Help - need epub sample that uses non-ascii file names and paths
Sigil has received a bug report about how it could not handle for input an epub that used non-ascii file names made by InDesign.
I have tried the official non-ascii file name testcase from the epub3 samples page and Sigil had no problems with it.
But that testcase used Japanese and I can not tell if Japanese has the same issues with combined characters and unicode normalization (nfc vs nfd, etc) as more European non-ascii characters often have.
So can anyone either provide or point me to a good test case that uses non-ascii filenames in an epub that may use combined forms (when one accent is added to a base character in decomposed form), or alternatively when one character can be decomposed into two separate ones (typically involving one or more on accents and other diacritic markings).
If anyone has one, I would love to have a copy of it even if just a single filename that is non-ascii in a sample epub.
In addition, is this a known problem with InDesign either not properly unicode normalizing its non-ascii filenames to NFC as the spec calls for, or not properly url encoding them in the manifest? Or does the epub zip archive produced by InDesign not proerly set the flag that tells it to use utf-8?

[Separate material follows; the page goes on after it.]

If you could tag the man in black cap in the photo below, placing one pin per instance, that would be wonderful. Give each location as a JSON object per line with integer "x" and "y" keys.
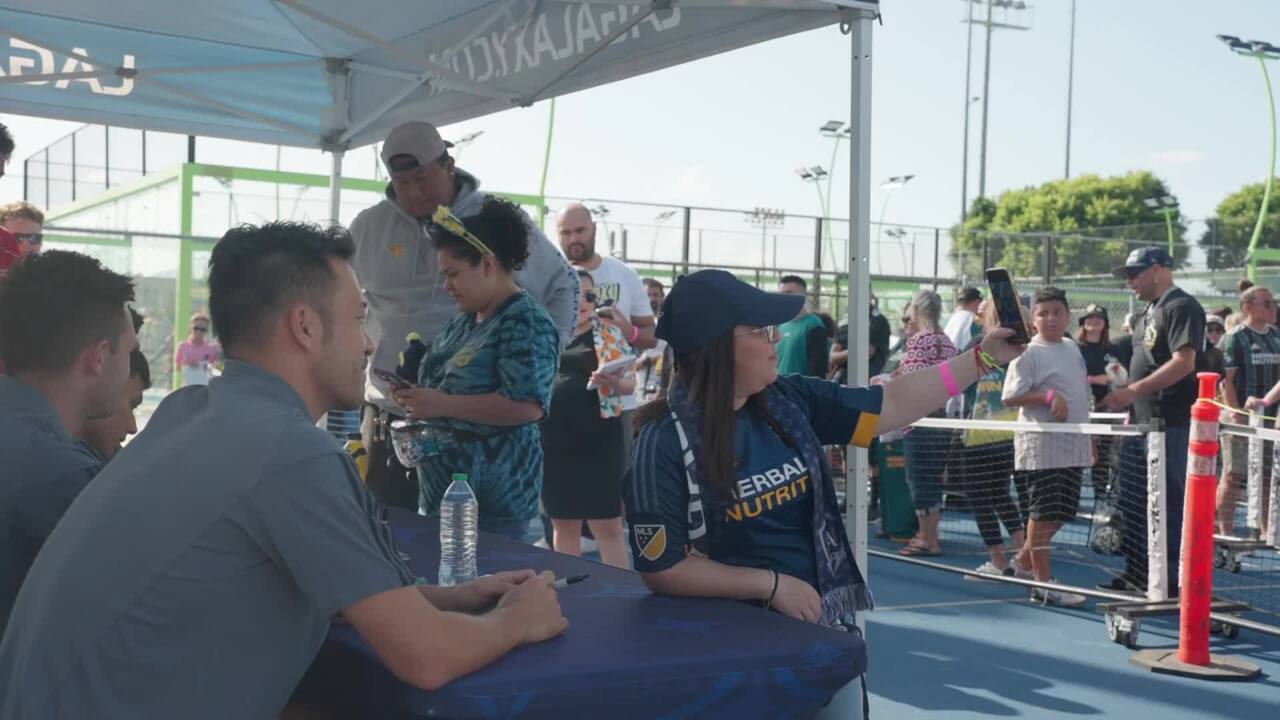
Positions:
{"x": 961, "y": 326}
{"x": 1169, "y": 340}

Also inside a zip archive that uses the utf-8 flag the order of decomposed vs composed characters would matter. Does anyone know what the rule of normalization is for the files inside a zip archive? On macOS filesystem paths are typically stored as decomposed (NFD), but the web and elsewhere seems to all be NFC (composed). So could a zip archive built on a Mac by InDesign be using file names/paths stored inside the zip using NFD normalization form, when if fact it should probably be NFC form?
I just do not use InDesign, so I have no idea if this is an InDesign issue or a hidden Sigil bug.
Thanks,
KevinH
Last edited by KevinH; 05-04-2024 at 04:50 PM.
|